本記事では、歩引きの意味や仕組みを整理し、なぜ問題になるのか、取適法(旧:下請法)との関係、実務で見られるトラブルの例などを解説します。また、似た言葉として使われることのある公共工事の「歩切り」との違いについても整理します。
企業間取引や官公庁案件に関わる担当者の方は、ぜひ参考にしてください。
もくじ
「歩引き」とは
「歩引き(ぶびき)」とは、請求金額から一定の割合を差し引いて支払う取引慣行です。取引価格そのものを変更するのではなく、請求金額に対して一定割合を差し引いた額を実際の支払額とします。この控除の割合は「歩引率」と呼ばれます。

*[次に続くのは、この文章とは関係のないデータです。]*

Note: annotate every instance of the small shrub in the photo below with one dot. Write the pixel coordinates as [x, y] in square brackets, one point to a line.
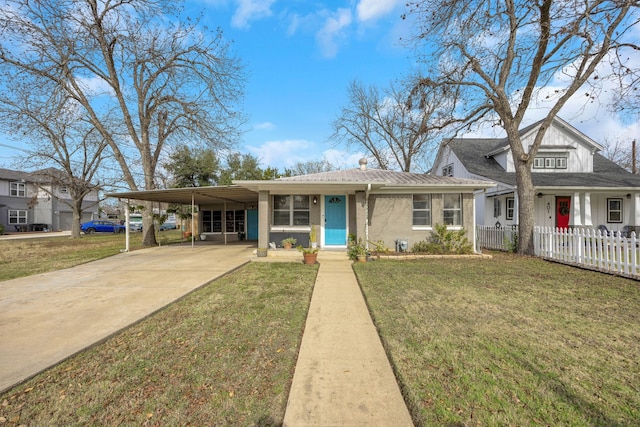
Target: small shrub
[444, 241]
[357, 249]
[511, 245]
[379, 247]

歩引きは、取引慣行として過去から存在してきたものですが、現在では取引の公正性との関係で問題になることがあり、後述するように取適法(旧:下請法)との関係で議論されることが多い概念です。
歩引きの計算例
具体的な計算例で、歩引きの仕組みを解説します。
- 契約額・請求額:100万円
- 歩引率:2%
- 振込額:98万円
この場合、請求書に記載された金額は100万円ですが、支払時に2万円が差し引かれるため、実際に振り込まれる金額は98万円です。
「歩引き」と「値引き」の違い
歩引きと似た言葉に「値引き」がありますが意味は異なります。
値引きとは、商品やサービスの価格そのものを引き下げることを指します。
例えば、当初100万円で提示されていた価格を98万円に変更して契約する場合、当然ながら請求額も契約額に合わせて98万円になるのが通常です。値引きにより、契約価格自体が98万円に変更されているためです。
一方、歩引きは契約価格そのものを変更するものではありません。請求額は100万円のままでありながら、支払時に一定割合が差し引かれるため、結果として支払金額が減少します。
「歩引き」が問題になる理由
取引慣行としての「歩引き」
歩引きは、企業間取引の中で長く見られてきた商慣行の一つとされています。
特に繊維業界などの流通取引では入金までの期間が長期化することが多く、請求に対する早期入金の見返りとして一定割合を差し引く方法が用いられていたとされています。例えば、通常は数か月後に支払われる代金について、早期に支払う代わりに数%を差し引くといった形です。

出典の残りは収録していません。